Su, Mingkuan; Wu, Haiying; Chen, Hongbin; Guo, Jianfeng; Chen, Zongyun; Qiu, Jie; Huang, Jiancheng.
Afiliación
  • Su M; Department of Laboratory Medicine, Mindong Hospital of Ningde City, Fuan City, China.
  • Wu H; Department of Laboratory Medicine, Mindong Hospital Affiliated to Fujian Medical University, Fuan City, China.
  • Chen H; Department of Laboratory Medicine, Mindong Hospital of Ningde City, Fuan City, China.
  • Guo J; Department of Laboratory Medicine, Mindong Hospital Affiliated to Fujian Medical University, Fuan City, China.
  • Chen Z; Department of Laboratory Medicine, Mindong Hospital of Ningde City, Fuan City, China.
  • Qiu J; Department of Laboratory Medicine, Mindong Hospital Affiliated to Fujian Medical University, Fuan City, China.
  • Huang J; Department of Laboratory Medicine, Mindong Hospital of Ningde City, Fuan City, China.
Scand J Clin Lab Invest ; 84(3): 202-210, 2024 May.
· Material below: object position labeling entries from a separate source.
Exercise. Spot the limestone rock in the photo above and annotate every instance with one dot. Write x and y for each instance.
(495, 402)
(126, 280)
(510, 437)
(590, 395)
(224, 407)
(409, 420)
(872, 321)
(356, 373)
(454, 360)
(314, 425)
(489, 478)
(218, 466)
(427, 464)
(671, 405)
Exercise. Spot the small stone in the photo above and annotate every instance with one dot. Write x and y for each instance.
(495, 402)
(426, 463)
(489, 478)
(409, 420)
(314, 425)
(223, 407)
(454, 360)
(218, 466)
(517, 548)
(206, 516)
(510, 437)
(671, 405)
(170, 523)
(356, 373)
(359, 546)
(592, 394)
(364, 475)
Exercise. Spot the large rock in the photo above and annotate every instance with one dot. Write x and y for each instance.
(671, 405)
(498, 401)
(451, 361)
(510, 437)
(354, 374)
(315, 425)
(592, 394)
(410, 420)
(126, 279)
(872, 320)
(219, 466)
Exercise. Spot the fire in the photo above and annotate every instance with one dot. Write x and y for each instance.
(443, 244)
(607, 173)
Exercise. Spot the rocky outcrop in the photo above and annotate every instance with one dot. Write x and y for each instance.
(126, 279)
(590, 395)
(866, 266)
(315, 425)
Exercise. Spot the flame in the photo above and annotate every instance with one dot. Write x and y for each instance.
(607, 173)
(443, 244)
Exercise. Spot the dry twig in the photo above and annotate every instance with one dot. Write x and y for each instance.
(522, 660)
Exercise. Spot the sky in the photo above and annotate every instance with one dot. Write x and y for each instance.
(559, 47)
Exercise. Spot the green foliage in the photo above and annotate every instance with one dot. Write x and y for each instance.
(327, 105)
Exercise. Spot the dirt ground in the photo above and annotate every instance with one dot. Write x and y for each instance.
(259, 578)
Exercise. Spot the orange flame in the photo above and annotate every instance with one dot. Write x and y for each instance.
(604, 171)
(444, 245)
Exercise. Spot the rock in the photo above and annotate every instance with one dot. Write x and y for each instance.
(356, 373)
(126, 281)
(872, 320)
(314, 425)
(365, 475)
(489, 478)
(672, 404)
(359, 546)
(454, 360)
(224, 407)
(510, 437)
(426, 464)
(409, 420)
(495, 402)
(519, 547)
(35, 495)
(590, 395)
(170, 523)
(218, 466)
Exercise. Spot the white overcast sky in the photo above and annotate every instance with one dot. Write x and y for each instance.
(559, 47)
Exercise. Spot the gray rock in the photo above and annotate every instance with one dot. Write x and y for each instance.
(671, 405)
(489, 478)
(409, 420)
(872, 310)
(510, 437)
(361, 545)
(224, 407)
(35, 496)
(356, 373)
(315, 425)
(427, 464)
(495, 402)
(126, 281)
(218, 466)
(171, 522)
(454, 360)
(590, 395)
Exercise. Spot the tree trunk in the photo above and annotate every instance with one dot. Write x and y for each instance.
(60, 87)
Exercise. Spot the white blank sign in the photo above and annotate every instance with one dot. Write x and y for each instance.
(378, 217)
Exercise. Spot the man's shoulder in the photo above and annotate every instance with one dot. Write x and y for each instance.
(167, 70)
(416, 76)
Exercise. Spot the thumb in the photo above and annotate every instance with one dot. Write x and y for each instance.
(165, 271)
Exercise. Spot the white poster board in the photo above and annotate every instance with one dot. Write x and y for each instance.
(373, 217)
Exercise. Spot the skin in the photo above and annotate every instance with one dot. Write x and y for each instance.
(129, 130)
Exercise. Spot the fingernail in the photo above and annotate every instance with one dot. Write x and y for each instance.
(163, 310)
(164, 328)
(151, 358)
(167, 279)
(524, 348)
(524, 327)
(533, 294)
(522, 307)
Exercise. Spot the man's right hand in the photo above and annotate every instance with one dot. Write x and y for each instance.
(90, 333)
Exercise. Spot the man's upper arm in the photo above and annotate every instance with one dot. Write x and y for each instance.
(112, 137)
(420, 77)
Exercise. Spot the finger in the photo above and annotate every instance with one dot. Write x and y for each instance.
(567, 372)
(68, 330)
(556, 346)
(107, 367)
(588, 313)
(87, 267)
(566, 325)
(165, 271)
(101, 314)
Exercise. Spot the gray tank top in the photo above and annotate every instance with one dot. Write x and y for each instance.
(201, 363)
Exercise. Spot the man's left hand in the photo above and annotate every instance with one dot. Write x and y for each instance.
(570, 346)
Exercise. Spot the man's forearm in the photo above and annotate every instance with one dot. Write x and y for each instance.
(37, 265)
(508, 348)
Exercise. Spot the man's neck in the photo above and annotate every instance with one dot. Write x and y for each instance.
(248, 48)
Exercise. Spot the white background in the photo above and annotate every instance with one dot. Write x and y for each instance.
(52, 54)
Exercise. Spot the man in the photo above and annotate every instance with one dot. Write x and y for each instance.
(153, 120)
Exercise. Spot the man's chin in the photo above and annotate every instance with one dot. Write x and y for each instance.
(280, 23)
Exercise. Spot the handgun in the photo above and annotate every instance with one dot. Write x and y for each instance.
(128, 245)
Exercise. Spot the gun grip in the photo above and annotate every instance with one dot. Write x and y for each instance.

Article en En | MEDLINE | ID: mdl-38683948
ABSTRACT
Early and differential diagnosis of sepsis is essential to avoid unnecessary antibiotic use and further reduce patient morbidity and mortality. Here, we aimed to identify predictors of sepsis and advance a machine-learning strategy to predict sepsis-induced respiratory tract infection (RTI). Patients with sepsis and RTI were selected via retrospective analysis, and essential population characteristics and laboratory parameters were recorded. To improve the performance of the primary model and avoid over-fitting, a recursive feature elimination with cross-validation (RFECV) strategy was used to screen the optimal subset of biomarkers and construct nine machine-learning models based on this subset; the average accuracy, precision, recall, and F1-score were used for evaluation of the models. We identified 430 patients with sepsis and 686 patients with RTI. A total of 39 features were collected, with 23 features identified for initial model construction. Using the RFECV algorithm, we found that the XGBoost classifier, which only needed to include seven biomarkers, demonstrated the best performance among all prediction models, with an average accuracy of 89.24 ± 2.28, while the Ridge classifier, which included 11 biomarkers, had an average accuracy of only 83.87 ± 4.69. The remaining models had prediction accuracies greater than 88%. We developed nine models for predicting sepsis using a strategy that combined RFECV with machine learning. Among these models, the XGBoost classifier, which included seven biomarkers, showed the best performance and highest accuracy for predicting sepsis and may be a promising tool for the timely identification of sepsis.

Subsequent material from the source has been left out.